Microsoft’s new Windows 8 and the metro-style option designed for touch screens is coming soon. It still has the standard look as an option similar to Windows 7, which if you actually use you just wasted a ton of money because you probably should have stuck with Windows 7.
Windows 8 will bring on a wave of fun technology based in touch screens that we can play with and pretend we are cool. I plan to sit in the cardboard spaceship I have with a new touch screen and explore the galaxy.
This is an exciting time, but only so long as you aren’t a freshmen. I’ll explain.
If you haven’t heard, the Windows 8 release date is Oct. 26. That is just long enough after school starts where the lack of a computer would hurt you, but not nearly long enough after you got that old laptop to get a new, cooler one. So get ready for buyers regret, freshmen.
True, there are some good computers out there now. There are good tablets too. But those tablets won’t come close to the Microsoft Surface, the first mainstream piece of tech with software and hardware under one roof.
Yes the first, which some apple fan boys will undoubtedly point out, is false. To whom I will say, you are false. So there. Also, Apple computers are stupid.
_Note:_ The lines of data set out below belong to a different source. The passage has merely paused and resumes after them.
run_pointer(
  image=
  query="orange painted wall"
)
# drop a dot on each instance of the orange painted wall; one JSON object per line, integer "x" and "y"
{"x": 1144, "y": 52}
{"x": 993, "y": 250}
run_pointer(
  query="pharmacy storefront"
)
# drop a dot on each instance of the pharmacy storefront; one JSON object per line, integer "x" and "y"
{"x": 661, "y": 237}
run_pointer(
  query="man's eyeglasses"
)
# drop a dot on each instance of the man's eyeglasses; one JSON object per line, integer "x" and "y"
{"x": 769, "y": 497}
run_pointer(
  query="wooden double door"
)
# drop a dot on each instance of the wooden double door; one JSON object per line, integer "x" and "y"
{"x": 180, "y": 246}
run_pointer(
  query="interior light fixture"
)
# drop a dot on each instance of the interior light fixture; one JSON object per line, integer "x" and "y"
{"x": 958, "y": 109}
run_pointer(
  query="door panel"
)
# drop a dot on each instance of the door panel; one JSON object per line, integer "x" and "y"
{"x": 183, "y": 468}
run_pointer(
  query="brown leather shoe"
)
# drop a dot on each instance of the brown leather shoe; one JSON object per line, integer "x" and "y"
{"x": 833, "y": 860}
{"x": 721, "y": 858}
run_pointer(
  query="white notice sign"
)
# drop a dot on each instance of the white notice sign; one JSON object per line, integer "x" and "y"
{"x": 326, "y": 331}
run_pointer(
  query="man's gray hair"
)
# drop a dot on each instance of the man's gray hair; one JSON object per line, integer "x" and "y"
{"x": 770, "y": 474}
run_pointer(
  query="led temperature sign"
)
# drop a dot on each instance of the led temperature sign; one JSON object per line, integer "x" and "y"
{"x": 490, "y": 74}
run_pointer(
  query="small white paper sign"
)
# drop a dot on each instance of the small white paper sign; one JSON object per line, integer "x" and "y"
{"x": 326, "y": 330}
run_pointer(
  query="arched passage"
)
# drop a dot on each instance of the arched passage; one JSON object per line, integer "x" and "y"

Because I said so, that’s why. And yes, I do have an iPad2, that’s why I can justly say how stupid Apple is.
There is the possibility of Windows 8 being another Windows Vista, meaning that it will be a bigger disappointment than finding out you are not actually adopted. I don’t think that will happen though.
After announcing the Surface, a major surprise to partner companies like HP and Dell, they need to provide a solid piece of software that will lend itself to selling HP, Dell, etc computers.
To compare it to something popular nowadays, it’s like a dance competition. Your friend Winny wrote this great song for you to dance to, like in those Step-Up movie competitions. Only once at the competition, you find out that Winny made his own dance to the same song and is competing against you, too.
The end result? Winny is a jerk-face unless that song he gave you is amazing.
With that explained, at least freshmen know that it isn’t just them that Microsoft hates. They are pretty rude to their friend companies too.
But being a judge at that dance off is still exciting. Unless you are a freshmen, I guess.
Asus Taichi, which is a tablet and ultrabook, due to the dual screens, is gorgeous. As is Asus Zenbook Prime, and if you couldn’t tell, Asus is awesome.
Acer, Lenovo, Samsung, HP, and every other company not wanting to go out of business, is pumping out ideas to match Windows 8. It’s just really unfortunate that freshmen won’t be able to fully take advantage of this new wave of technology.
And Mac-fan-boys. But they are a lost cause anyway.
Then again, most freshmen haven’t dealt with a computer blue screen the night before a big paper or project was due, or third degree burns on your legs from your laptop, whose fans broke a couple months back and now has to be packed with ice to prevent it from self-destructing. So maybe it is fair.